Researcher Jean-Loup Semaan confirmed, in an article published in 2015, that “Hezbollah and the Iranians have built tunnels and hideouts in the region over the past two years, which in the long run could be of great value in the event of a new conflict with the Israeli army.”

Underground challenges

The newspaper pointed out that the Israeli ground attack that Israeli Prime Minister Benjamin Netanyahu is threatening if Hezbollah’s missile attacks on northern Israel do not stop, will be faced - as is the case in Gaza - with a well-equipped secret army and a constant and invisible threat, and this explains the opposition of the military and intelligence. The strategic specialists of the Israeli emergency government like this attack.

Liberation linked the postponement of the final ultimatum that was given to Hezbollah last January until the end of this February, to the challenges of underground fighting, and what it requires of engineering specialists, specialized units, and military divers trained in caves, who are able to remove mines in difficult places. Including the evacuation of casualties.

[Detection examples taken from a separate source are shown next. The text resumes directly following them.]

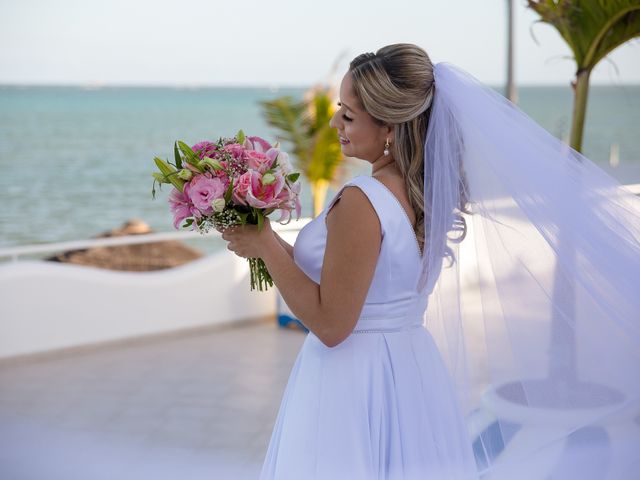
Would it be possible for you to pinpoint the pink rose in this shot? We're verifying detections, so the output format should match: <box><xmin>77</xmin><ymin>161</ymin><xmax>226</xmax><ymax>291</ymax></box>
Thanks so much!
<box><xmin>224</xmin><ymin>143</ymin><xmax>244</xmax><ymax>159</ymax></box>
<box><xmin>187</xmin><ymin>174</ymin><xmax>225</xmax><ymax>215</ymax></box>
<box><xmin>169</xmin><ymin>188</ymin><xmax>201</xmax><ymax>228</ymax></box>
<box><xmin>232</xmin><ymin>171</ymin><xmax>251</xmax><ymax>205</ymax></box>
<box><xmin>246</xmin><ymin>170</ymin><xmax>285</xmax><ymax>208</ymax></box>
<box><xmin>247</xmin><ymin>136</ymin><xmax>271</xmax><ymax>153</ymax></box>
<box><xmin>191</xmin><ymin>141</ymin><xmax>218</xmax><ymax>160</ymax></box>
<box><xmin>244</xmin><ymin>150</ymin><xmax>275</xmax><ymax>173</ymax></box>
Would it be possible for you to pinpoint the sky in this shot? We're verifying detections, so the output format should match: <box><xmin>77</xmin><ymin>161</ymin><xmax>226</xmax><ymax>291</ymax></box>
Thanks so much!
<box><xmin>0</xmin><ymin>0</ymin><xmax>640</xmax><ymax>87</ymax></box>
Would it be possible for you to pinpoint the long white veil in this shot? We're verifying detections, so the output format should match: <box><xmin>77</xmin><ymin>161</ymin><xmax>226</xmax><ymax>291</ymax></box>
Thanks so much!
<box><xmin>418</xmin><ymin>63</ymin><xmax>640</xmax><ymax>480</ymax></box>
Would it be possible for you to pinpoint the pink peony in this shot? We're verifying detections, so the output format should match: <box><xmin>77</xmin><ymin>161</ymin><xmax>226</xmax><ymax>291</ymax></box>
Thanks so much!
<box><xmin>169</xmin><ymin>188</ymin><xmax>201</xmax><ymax>228</ymax></box>
<box><xmin>187</xmin><ymin>174</ymin><xmax>225</xmax><ymax>215</ymax></box>
<box><xmin>191</xmin><ymin>141</ymin><xmax>218</xmax><ymax>159</ymax></box>
<box><xmin>247</xmin><ymin>136</ymin><xmax>272</xmax><ymax>153</ymax></box>
<box><xmin>232</xmin><ymin>171</ymin><xmax>251</xmax><ymax>205</ymax></box>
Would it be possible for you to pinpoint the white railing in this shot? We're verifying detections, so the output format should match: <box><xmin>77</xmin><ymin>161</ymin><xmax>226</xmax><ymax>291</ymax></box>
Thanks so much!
<box><xmin>0</xmin><ymin>217</ymin><xmax>311</xmax><ymax>260</ymax></box>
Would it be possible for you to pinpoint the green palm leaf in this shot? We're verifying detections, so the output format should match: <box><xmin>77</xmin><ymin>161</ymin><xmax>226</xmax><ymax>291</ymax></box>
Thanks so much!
<box><xmin>260</xmin><ymin>84</ymin><xmax>343</xmax><ymax>216</ymax></box>
<box><xmin>527</xmin><ymin>0</ymin><xmax>640</xmax><ymax>151</ymax></box>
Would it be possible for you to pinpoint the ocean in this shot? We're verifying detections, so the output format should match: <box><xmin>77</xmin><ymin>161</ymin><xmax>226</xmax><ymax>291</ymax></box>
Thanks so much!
<box><xmin>0</xmin><ymin>85</ymin><xmax>640</xmax><ymax>252</ymax></box>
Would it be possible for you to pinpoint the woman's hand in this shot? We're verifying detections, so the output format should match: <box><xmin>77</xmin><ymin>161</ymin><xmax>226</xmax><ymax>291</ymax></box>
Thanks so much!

As in the case of Gaza, where Israeli forces were reported to have destroyed only a small portion of the tunnel network, destruction may not be a primary objective. Rather, the ignition of explosives or the spread of gas or water from tunnel to tunnel over a very long distance could neutralize these tunnels. As for the “sponge bombs” promised by the Israelis, which are capable of releasing a large amount of expanding foam without exploding, they exist only in the heads of their strategists, according to the newspaper’s conclusion.